Et eux, pleins de force, s’élancent

Sains et saufs à l’assaut,

Sains et saufs en repartent ;

Sains et saufs en reviennent. « 

Ce lyrisme martial interpelle. Odin a donc le pouvoir de favoriser un état particulier aux guerriers, leur permettant de décupler leurs forces tout en garantissant leur survie au combat.
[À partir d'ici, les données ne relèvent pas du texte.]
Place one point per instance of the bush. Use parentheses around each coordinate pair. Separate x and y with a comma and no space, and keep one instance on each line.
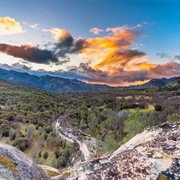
(45,155)
(157,107)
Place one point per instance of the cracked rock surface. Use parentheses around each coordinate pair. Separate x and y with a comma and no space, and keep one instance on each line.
(148,155)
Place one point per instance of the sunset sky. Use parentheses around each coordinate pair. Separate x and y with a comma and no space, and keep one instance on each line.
(118,42)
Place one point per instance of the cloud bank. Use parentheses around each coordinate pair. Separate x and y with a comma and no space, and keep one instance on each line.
(29,53)
(110,59)
(9,26)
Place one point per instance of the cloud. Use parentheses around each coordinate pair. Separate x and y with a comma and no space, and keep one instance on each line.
(34,26)
(9,26)
(96,31)
(110,59)
(29,53)
(177,57)
(121,76)
(163,55)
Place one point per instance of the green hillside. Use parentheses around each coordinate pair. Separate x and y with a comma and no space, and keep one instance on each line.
(28,117)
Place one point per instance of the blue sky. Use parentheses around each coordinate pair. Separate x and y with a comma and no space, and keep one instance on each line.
(149,29)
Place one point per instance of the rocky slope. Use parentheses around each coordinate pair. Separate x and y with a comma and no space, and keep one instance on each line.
(151,155)
(15,165)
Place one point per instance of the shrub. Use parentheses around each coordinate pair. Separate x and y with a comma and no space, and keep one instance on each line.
(157,107)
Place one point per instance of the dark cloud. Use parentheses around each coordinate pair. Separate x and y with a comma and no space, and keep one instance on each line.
(123,77)
(29,53)
(68,45)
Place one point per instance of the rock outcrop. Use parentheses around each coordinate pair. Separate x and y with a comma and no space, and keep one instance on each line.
(15,165)
(151,155)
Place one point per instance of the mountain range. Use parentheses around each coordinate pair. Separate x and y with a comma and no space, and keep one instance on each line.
(58,84)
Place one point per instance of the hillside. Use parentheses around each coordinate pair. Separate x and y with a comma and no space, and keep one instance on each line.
(59,85)
(28,119)
(153,154)
(49,83)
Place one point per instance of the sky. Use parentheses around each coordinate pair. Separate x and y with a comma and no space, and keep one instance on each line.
(114,42)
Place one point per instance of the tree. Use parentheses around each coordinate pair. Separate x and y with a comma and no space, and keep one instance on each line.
(12,134)
(30,133)
(110,143)
(45,155)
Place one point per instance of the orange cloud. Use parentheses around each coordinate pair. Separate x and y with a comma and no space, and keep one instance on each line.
(96,31)
(9,26)
(58,34)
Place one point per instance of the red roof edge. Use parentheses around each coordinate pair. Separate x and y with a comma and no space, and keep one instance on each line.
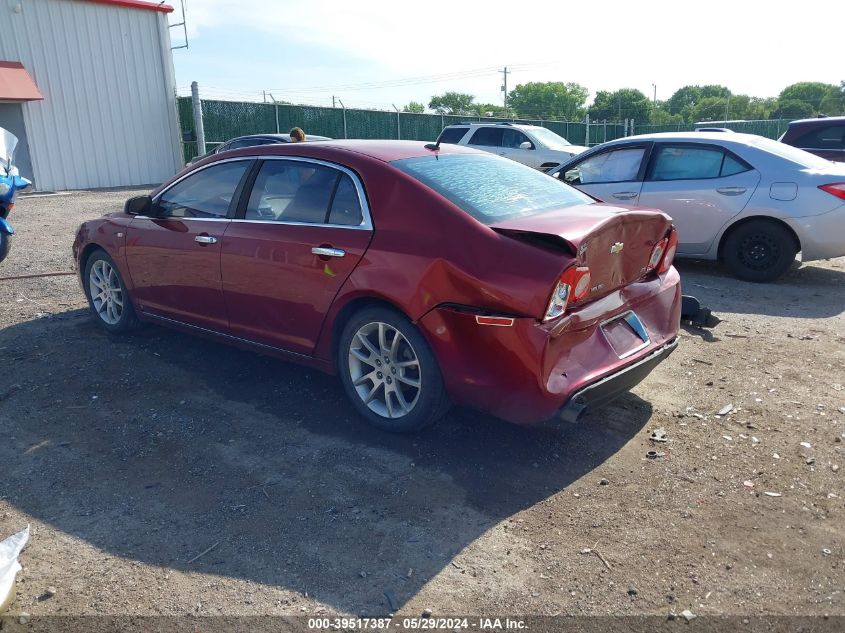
(137,4)
(16,84)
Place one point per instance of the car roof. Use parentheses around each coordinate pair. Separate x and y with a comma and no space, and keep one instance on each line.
(278,137)
(494,123)
(818,120)
(383,150)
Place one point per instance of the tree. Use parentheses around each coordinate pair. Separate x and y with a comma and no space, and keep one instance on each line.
(452,103)
(810,92)
(792,109)
(551,99)
(492,110)
(626,103)
(684,99)
(415,107)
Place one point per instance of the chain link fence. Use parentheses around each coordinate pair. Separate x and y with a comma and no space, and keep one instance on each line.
(223,120)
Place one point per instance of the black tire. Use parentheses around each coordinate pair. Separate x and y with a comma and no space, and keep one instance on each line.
(127,320)
(430,401)
(759,251)
(5,245)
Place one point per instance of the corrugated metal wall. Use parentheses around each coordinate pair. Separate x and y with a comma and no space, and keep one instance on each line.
(108,117)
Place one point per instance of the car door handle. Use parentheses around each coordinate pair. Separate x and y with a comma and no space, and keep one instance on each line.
(324,251)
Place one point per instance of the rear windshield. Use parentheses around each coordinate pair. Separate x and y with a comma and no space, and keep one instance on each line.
(489,188)
(792,154)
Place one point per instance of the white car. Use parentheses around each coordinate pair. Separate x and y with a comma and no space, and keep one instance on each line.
(531,145)
(746,200)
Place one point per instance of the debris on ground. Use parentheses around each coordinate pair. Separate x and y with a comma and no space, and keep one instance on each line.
(659,435)
(10,549)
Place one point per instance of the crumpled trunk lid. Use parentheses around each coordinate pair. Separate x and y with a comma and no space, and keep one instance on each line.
(614,242)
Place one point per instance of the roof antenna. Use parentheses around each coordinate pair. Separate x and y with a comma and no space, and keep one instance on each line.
(434,147)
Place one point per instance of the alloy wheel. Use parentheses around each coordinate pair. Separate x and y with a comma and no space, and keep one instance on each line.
(385,370)
(106,292)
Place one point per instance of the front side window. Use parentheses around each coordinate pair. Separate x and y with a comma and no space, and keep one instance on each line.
(619,165)
(693,163)
(294,191)
(452,134)
(487,136)
(550,139)
(489,188)
(207,193)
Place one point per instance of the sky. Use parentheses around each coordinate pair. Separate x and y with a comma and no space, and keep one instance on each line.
(376,54)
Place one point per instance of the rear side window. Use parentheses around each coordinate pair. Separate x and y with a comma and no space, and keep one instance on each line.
(831,137)
(489,188)
(619,165)
(488,136)
(296,191)
(693,163)
(452,134)
(207,193)
(346,206)
(292,191)
(513,139)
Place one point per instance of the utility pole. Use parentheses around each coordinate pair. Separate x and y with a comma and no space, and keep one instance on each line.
(199,131)
(505,86)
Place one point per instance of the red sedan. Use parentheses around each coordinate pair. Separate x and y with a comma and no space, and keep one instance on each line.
(423,275)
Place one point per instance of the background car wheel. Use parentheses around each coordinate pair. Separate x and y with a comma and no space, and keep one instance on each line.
(5,245)
(106,294)
(759,251)
(389,371)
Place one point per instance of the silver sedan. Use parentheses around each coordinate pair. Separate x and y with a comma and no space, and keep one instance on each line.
(748,201)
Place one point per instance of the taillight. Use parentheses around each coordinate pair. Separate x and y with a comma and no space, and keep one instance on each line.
(835,189)
(574,285)
(657,254)
(671,249)
(663,253)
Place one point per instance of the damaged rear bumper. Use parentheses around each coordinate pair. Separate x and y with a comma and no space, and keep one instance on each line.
(614,385)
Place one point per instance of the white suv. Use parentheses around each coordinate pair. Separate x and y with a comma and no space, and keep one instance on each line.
(531,145)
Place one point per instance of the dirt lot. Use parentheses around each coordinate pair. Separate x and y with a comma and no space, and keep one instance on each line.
(131,457)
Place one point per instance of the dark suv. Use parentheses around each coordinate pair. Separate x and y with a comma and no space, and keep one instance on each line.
(823,137)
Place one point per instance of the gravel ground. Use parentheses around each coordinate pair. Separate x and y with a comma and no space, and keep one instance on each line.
(166,474)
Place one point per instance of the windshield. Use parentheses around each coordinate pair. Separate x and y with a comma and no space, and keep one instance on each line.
(792,154)
(549,138)
(8,142)
(489,188)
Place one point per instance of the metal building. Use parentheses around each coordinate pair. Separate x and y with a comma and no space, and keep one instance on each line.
(88,87)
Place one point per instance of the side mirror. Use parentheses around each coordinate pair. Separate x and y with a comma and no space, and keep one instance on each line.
(139,205)
(20,183)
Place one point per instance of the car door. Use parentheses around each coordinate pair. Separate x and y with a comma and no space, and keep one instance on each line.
(701,186)
(511,141)
(488,139)
(299,234)
(613,175)
(173,255)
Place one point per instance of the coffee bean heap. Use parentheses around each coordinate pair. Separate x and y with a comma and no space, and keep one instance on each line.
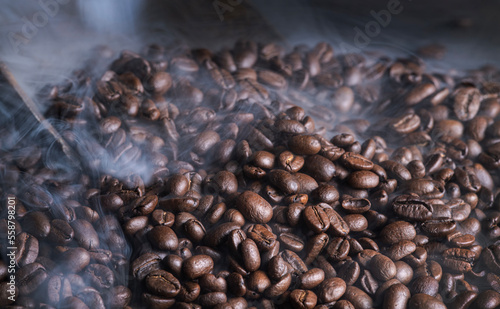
(257,177)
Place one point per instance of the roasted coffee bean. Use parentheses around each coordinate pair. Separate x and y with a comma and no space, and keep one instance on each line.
(439,227)
(303,299)
(291,241)
(296,263)
(197,266)
(316,219)
(338,226)
(145,264)
(217,235)
(338,249)
(458,259)
(162,283)
(426,285)
(30,277)
(85,234)
(412,208)
(420,301)
(356,205)
(75,260)
(363,180)
(304,145)
(396,170)
(397,231)
(355,161)
(382,267)
(254,207)
(401,249)
(311,278)
(356,222)
(404,272)
(466,103)
(163,238)
(325,194)
(27,249)
(357,297)
(284,181)
(320,168)
(37,224)
(100,276)
(290,162)
(250,255)
(396,296)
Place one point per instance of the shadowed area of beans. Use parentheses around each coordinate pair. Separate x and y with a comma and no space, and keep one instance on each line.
(259,176)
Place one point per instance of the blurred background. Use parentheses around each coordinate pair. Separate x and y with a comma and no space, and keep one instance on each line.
(43,41)
(53,31)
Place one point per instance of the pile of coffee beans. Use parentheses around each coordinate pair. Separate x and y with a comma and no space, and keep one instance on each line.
(259,177)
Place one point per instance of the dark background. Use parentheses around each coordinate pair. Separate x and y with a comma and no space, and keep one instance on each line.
(468,29)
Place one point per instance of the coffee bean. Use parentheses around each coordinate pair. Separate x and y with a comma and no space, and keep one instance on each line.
(304,145)
(284,181)
(356,205)
(30,277)
(396,296)
(412,208)
(316,219)
(163,238)
(254,207)
(355,161)
(145,264)
(197,266)
(439,227)
(458,259)
(420,301)
(250,255)
(320,168)
(162,283)
(291,241)
(27,249)
(85,234)
(100,276)
(303,299)
(397,231)
(466,103)
(357,297)
(290,162)
(382,267)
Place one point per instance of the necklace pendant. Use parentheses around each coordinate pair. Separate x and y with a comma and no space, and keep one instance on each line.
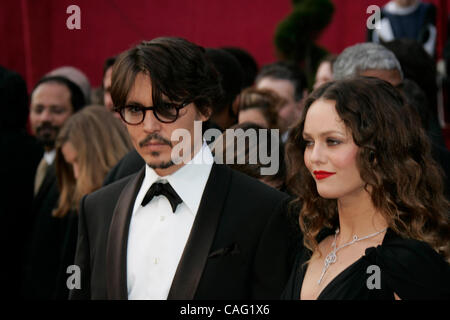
(329,259)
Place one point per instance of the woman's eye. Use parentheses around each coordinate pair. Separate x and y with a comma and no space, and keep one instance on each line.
(333,142)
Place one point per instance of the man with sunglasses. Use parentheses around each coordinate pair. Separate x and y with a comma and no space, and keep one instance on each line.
(189,230)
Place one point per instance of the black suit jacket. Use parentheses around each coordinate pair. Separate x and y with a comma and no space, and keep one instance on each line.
(47,245)
(238,247)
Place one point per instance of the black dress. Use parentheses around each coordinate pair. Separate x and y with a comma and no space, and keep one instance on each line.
(410,268)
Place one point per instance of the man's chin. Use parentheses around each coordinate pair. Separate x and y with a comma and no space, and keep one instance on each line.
(160,164)
(46,142)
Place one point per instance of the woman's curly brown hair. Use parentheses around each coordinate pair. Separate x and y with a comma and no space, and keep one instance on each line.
(394,160)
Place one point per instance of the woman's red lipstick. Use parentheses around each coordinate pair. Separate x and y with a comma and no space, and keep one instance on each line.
(322,174)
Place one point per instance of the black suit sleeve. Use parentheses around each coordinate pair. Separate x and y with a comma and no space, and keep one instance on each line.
(272,262)
(82,258)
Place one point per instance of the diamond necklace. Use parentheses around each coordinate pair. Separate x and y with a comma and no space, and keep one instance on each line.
(331,257)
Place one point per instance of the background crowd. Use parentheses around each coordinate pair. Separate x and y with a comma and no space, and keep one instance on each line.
(63,139)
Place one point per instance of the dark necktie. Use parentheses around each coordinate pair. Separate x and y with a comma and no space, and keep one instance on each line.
(164,189)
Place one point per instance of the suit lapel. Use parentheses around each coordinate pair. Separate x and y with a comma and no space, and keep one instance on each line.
(49,180)
(116,249)
(193,260)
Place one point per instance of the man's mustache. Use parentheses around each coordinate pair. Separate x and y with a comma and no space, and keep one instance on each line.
(157,137)
(46,126)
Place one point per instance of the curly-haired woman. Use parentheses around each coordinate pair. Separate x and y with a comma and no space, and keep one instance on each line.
(372,211)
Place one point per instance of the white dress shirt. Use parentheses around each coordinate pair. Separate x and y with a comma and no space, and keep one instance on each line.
(157,236)
(49,156)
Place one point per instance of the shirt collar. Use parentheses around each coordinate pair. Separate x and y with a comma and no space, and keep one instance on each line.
(49,156)
(189,181)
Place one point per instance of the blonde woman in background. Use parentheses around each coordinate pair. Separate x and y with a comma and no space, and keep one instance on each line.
(89,144)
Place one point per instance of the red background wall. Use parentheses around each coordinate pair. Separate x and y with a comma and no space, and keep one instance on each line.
(34,38)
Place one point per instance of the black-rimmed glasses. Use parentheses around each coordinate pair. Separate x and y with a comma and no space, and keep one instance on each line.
(166,112)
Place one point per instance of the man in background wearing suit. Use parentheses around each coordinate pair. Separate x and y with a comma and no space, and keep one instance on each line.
(53,100)
(195,230)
Boris Cyrulnik, professeur d’éthologie humaine à l’université du Var relate des expériences d’extase dans des situations extrêmes qui sont assez troublantes par leur ressemblance à la onzième strophe du Havamal. Dans son livre L’ensorcellement du monde, il rapporte des témoignages cliniques d’angoisse-extase :

« Un officier devait conquérir avec ses quelques hommes un champ découvert balayé par quatre mitrailleuses ennemies. Il savait qu’en donnant le signal d’avancer il déclencherait sa propre mise à mort et celle des autres. Il sentait un poids énorme sur ses épaules qui s’alourdissaient quand l’heure du signal approchait. Soudain, une joie immense l’avait envahi : »j’avais une vision quadruplée, je me rendais compte de chaque endroit d’où pouvait venir une balle, et du geste à commander pour l’éviter. Mon esprit allait dix fois plus vite et plus sûrement que d’habitude, et j’avais un sentiment de joie intense, le sentiment de me tenir au-dessus de moi-même : la guerre est le plus bel état… »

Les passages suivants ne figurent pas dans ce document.